たとえば赤は、疱瘡(天然痘)よけなどの病よけや厄除けの色として扱われ、赤い人形やお守りが身近に置かれていた。人の出入りが多い場所だからこそ、そういう意味を強く感じた人もいたと思います。
そして鶴岡では、そのだるまを手に入れられる日が、観音様のお歳夜(だるま市)だった。町の中心がにぎわう夜に、いつもとは違う空気の中でだるまを買い、「来年はこうする」と目を入れる。だるまは、縁起物というより、来年の自分に置いておく“しるし”になったのかもしれません。
⑤ 切山椒の歴史:だるま市の“味の合図”
そして鶴岡のだるま市に欠かせないのが、切山椒。短冊状の餅菓子で、甘さのあとに山椒の香りがピリッと立つ、あれです。

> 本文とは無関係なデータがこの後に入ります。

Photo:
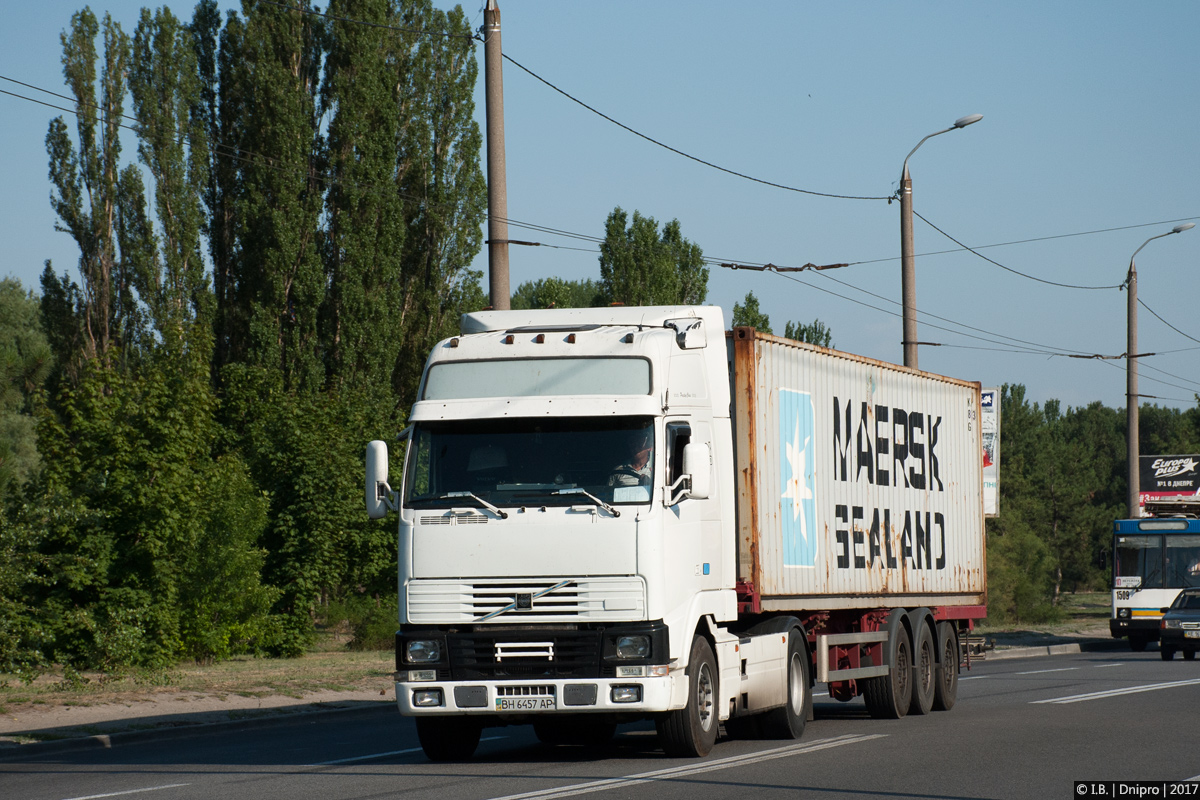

切山椒って、お菓子なのに、なぜか「行事の一部」みたいな顔をしてる。香りが強いから、記憶に残るんですよね。「この香りが出たら、年末だ」って、体が先に理解する。
じゃあ、なぜ「だるま市」で切山椒なのか。
わたしは、理由はわりと現実的だと思っています。
ひとつは、持ち帰りやすいこと。寒い時期の縁日で、家に持って帰って分けられる。手土産にもなる。年の瀬の買い物の流れに、すっと入るお菓子です。
もうひとつは、やっぱり香りの力。山椒は昔から、香りで空気を変えるものとして扱われてきました。今みたいに「厄除け」って言葉を前に出さなくても、感覚としてはわかる。口に入れた瞬間、ふわっと強い香りが立って、気分が切り替わる。あれは小さいけれど、ちゃんと「合図」になります。
そして、だるま市は観音様のお歳夜。縁起物を買う夜です。
だるまが「形の縁起物」なら、切山椒は「食べる縁起物」。手に持つものと、口に入れるもの。両方そろうと、年末の切り替えが完成する。これが鶴岡のだるま市のかっこよさだと思います。
だから、切山椒は「おやつ」なのに、年末行事の顔をしてる。
味と香りで、年の瀬のスイッチを押してくるから。
だから、鶴岡だるま市は「美しい」
城下町として人が集まる流れがあり、七日町という舞台があり、語りにくい背景も含めた“変えたい気持ち”がそこに積み重なり、だるまがその気持ちを受け止め、切山椒が暮らしに着地させる。
この4つが、毎年12月17日に、同じ場所で立ち上がる。
だから鶴岡だるま市は、ただの縁日じゃない。町の記憶の集積なんだと思います。
わたしが「日本で一番美しい」と感じるのは、見た目の派手さじゃなくて、人の暮らしと気持ちが、そのまま形になって残っているから。赤いだるまの赤が、なぜか静かに見える瞬間があるのも、きっとそのせいです。
明日は体験編へ:どう楽しむ?なぜ愛される?
明日は実際に行って、時間帯、混雑、回り方、だるまの選び方、切山椒の食べ比べ(できたら)、写真の撮りどころまで、具体的にまとめます。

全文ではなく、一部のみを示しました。